Rozdział 6

530 24 0
                                    

-Jak randka Mal? - zapytałam dziewczynę, gdy weszłam do pokoju.
-Dobrze. Rozmawialiśmy, pływaliśmy, jedliśmy... To chyba tyle.
-A jak podróż skuterkiem? - spytałam ze śmiechem.
-Świetnie! Gdy bym mogła to bym sobie taki kupiła. Tylko ładniejszy.
Zaśmiałam się lekko. Wzięłam piżamę i skierowałam się do łazienki gdzie wykonałam wieczorną rutynę.


Rono obudziłam się wcześniej niż zazwyczaj. Szybko się ubrałam obudziłam dziewczyny i udałam na stołówkę. Wzięłam jedno jabłko i poszłam w stronę gabinetu Bena.

-Cześć, Ben!
-Hej!
-Wszystko gotowe na dzień rodziny?
-Prawie. Emily mam prośbę. Miałabyś czas dzisiaj udekorować ogród? Ozdoby już są wystarczy je tylko umieścić w odpowiednich miejscach. 
-Pewnie. Już biorę się do roboty. Gdzie są?
-W tych pudłach.
-OK. - odpowiedziałam.
Chwyciłam za pudła i wyszłam.

Na miejscu spotkałam Jane i Lonnie, które już trochę zdążyły udekorować podwórko. 
-Cześć!
-O! Witaj Emily. Ty też będziesz dekorować? - zapytała Lonnie.
-Tak. Ben poprosił mnie o pomoc.
-Nas poprosiła Dobra Wróżka.
-No dobra. To bierzmy się do pracy dziewczyny, bo trochę nam zejdzie. - odparła zdeterminowana Jane.

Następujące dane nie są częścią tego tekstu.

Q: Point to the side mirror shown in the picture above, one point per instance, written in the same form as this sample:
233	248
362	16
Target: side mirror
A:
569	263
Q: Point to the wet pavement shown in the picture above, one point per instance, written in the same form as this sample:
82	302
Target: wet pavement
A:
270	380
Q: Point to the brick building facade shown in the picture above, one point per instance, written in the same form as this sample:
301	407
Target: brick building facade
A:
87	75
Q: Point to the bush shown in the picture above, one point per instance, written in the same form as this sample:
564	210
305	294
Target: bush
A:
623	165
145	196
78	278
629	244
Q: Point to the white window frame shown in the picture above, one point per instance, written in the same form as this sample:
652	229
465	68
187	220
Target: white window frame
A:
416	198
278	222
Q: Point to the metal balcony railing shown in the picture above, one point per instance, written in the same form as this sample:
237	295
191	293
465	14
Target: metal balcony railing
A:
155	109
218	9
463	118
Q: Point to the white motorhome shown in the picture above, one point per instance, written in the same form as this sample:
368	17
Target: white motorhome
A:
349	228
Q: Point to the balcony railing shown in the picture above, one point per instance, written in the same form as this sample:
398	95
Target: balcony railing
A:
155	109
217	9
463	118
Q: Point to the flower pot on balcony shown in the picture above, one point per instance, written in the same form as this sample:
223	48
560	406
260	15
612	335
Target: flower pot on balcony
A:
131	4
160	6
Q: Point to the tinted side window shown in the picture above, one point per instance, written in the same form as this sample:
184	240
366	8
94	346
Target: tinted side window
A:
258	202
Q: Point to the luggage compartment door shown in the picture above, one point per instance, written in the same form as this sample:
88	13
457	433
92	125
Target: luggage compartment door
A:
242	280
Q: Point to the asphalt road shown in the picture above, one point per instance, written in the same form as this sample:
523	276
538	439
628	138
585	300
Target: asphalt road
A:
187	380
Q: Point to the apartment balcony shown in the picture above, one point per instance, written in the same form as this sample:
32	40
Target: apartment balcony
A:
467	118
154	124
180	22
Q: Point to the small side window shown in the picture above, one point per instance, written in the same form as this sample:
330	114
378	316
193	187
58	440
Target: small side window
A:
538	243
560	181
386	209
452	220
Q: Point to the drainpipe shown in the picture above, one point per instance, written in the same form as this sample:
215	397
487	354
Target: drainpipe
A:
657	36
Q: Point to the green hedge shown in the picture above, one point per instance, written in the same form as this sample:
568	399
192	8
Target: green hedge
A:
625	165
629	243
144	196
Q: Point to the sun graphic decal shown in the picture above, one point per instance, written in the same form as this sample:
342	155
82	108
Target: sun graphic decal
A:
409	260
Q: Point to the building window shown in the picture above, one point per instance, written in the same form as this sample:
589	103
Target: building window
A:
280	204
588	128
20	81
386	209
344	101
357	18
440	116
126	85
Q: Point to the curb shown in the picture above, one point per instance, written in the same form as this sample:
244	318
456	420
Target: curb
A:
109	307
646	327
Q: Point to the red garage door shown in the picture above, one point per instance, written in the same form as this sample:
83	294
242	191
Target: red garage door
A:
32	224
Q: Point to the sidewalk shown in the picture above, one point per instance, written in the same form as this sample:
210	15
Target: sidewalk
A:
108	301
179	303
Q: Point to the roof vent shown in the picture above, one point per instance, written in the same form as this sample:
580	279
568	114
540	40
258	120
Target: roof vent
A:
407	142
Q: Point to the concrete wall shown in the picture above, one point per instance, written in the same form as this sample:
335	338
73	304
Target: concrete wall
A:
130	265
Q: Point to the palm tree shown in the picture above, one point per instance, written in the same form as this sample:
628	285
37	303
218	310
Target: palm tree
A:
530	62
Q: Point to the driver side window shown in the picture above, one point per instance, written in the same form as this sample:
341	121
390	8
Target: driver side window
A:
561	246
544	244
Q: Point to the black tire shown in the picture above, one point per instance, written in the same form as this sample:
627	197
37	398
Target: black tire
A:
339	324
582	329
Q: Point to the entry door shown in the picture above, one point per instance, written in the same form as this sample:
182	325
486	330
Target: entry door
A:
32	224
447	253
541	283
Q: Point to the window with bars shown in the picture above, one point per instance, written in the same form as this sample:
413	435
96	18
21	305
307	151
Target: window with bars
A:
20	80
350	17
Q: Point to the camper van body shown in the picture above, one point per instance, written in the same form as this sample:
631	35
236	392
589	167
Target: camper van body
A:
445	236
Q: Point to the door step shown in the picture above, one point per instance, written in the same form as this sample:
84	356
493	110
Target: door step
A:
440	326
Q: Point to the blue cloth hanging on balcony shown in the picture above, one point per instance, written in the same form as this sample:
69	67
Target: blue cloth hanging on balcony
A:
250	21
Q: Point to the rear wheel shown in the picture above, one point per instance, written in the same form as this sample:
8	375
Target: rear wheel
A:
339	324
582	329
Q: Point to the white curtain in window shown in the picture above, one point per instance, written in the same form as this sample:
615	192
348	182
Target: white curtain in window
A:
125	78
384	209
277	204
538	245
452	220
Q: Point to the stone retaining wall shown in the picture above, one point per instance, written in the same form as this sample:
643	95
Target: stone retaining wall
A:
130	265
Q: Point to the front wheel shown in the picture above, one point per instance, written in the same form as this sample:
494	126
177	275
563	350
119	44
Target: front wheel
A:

Do pokoju wróciłam późnym wieczorem. W środku były już dziewczyny z wyspy.
-Hej! - przywitałam się jednak nie dostałam odpowiedzi. -Co jest? Ktoś wam dokuczał?
-Nie Em wszystko OK. - odparła Evie. -Po prostu jesteśmy zmęczone.
-OK. - rzekłam nie do końca przekonana.
-Idę do kuchni. Upiecze ciasteczka. - oznajmiła Mal i wyszła z pokoju z książką w ręce.
-Pójdę się myć. - powiedziałam i udałam się do łazienki.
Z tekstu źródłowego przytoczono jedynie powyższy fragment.